The Trump administration’s stated goal to deport millions of undocumented immigrants from the United States has the agricultural and food industries wary about what this might mean for their workforces.

National experts warn mass deportations “could blow up the food system” and be “disastrous for the U.S. food supply.”

That’s because the U.S. relies heavily on immigrant workers to pick, pack and ship food. At least 70% of agricultural workers who harvest crops in the U.S. were born outside the country, and about 40% of farmworkers are undocumented.

But in Colorado, farmers say they don’t expect much to change in the state’s $47 billion agriculture industry. The state has a far lower percentage of undocumented workers, experts say, than in states such as California, where laborers can find year-round employment.

Colorado’s shorter growing season makes the state much less attractive for those without legal papers, experts say.

Instead, Colorado growers, ranchers and producers rely heavily on a federal visa program that allows American employers to hire foreign workers legally to do jobs they cannot find domestic laborers to fill.

Centennial State employers requested just under 4,000 workers in 2023 on H-2A visas, an increase from fewer than 1,200 workers a decade ago, according to Colorado Department of Labor and Employment records.

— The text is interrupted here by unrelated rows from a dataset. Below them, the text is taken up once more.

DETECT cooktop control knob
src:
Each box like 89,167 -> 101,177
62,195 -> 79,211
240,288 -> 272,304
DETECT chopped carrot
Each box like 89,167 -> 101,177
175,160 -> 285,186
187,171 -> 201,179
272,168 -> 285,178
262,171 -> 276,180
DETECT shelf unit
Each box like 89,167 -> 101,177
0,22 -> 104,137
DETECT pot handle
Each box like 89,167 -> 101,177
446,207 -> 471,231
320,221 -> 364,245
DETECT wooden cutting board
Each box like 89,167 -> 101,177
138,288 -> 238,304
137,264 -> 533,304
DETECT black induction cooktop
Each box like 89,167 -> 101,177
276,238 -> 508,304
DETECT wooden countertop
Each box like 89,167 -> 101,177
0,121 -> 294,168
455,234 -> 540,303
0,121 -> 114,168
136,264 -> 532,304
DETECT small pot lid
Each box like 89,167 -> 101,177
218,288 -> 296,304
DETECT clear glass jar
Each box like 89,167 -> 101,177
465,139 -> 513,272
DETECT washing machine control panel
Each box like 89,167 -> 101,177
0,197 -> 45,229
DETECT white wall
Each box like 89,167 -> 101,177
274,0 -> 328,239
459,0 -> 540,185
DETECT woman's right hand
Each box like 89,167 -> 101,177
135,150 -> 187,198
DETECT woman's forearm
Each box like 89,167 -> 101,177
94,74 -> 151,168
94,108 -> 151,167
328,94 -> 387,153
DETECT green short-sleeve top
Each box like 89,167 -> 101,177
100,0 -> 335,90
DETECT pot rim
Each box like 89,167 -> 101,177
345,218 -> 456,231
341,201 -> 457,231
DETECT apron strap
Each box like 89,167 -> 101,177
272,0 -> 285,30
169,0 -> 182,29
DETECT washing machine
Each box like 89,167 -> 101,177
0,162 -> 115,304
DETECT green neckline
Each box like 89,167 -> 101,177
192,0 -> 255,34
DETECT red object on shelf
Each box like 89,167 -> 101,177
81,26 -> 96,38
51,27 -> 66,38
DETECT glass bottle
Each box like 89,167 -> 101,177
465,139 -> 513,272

In 2001, just 246 people were approved to work here on H-2A visas.

There are approximately 18,000 “covered” agricultural workers in Colorado — that is, workers who are employed by companies in the agricultural industry and are entitled to benefits under the state’s unemployment insurance program, according to state labor department figures.

These workers, who do not include undocumented workers or H-2A laborers, are believed to represent 44% of all agricultural workers in Colorado.

Dawn Thimany, a professor of agricultural economics at Colorado State University, estimates 25% to 30% of the agricultural workforce in the state is undocumented.

Colorado farmers expressed little worry that their operations would be impacted significantly by the new administration. There’s fear nationally that, aside from actual deportation efforts, workers will be scared off from showing up to work.

“It won’t affect the Colorado fruit industry,” said Bruce Talbott, a longtime Palisade peach grower who relies on H-2A workers to pick produce.

Talbott said he didn’t have any more difficulty finding workers this year because foreign laborers — mainly from Central and South America — still flock to the U.S. for higher wages.

“The chances of the administration change being bad for me are pretty slim,” said David Harold, a sweet corn grower in Olathe who also uses the H-2A program.

Colorado growers, though, have not yet seen most of their workers return for the 2025 season, meaning the impact to the state’s agricultural workforce remains to be seen.

One Western Slope farmworker, who spoke to The Denver Post on the condition of anonymity because he has family members who are undocumented, said that although it’s too early to see the impact of the new immigration policies, “a lot of people will think twice before they decide to go to work.”

Thimany said industry watchers here are closely monitoring California, where migrant workers in the Central Valley have stopped showing up for work because of deportation fears, virtually halting the area’s citrus harvest. Leaders in the Bay Area have similar concerns about their harvest.

“They’re not going to show up for work, and that means crops will remain in the field and not be harvested and probably lost at that point,” Monterey County Farm Bureau Executive Director Norm Groot told a San Francisco TV station.

Thimany said Colorado could encounter the same problems in a few months when workers return to the fields.

There are indications the Trump administration supports continuing or even expanding the H-2A program.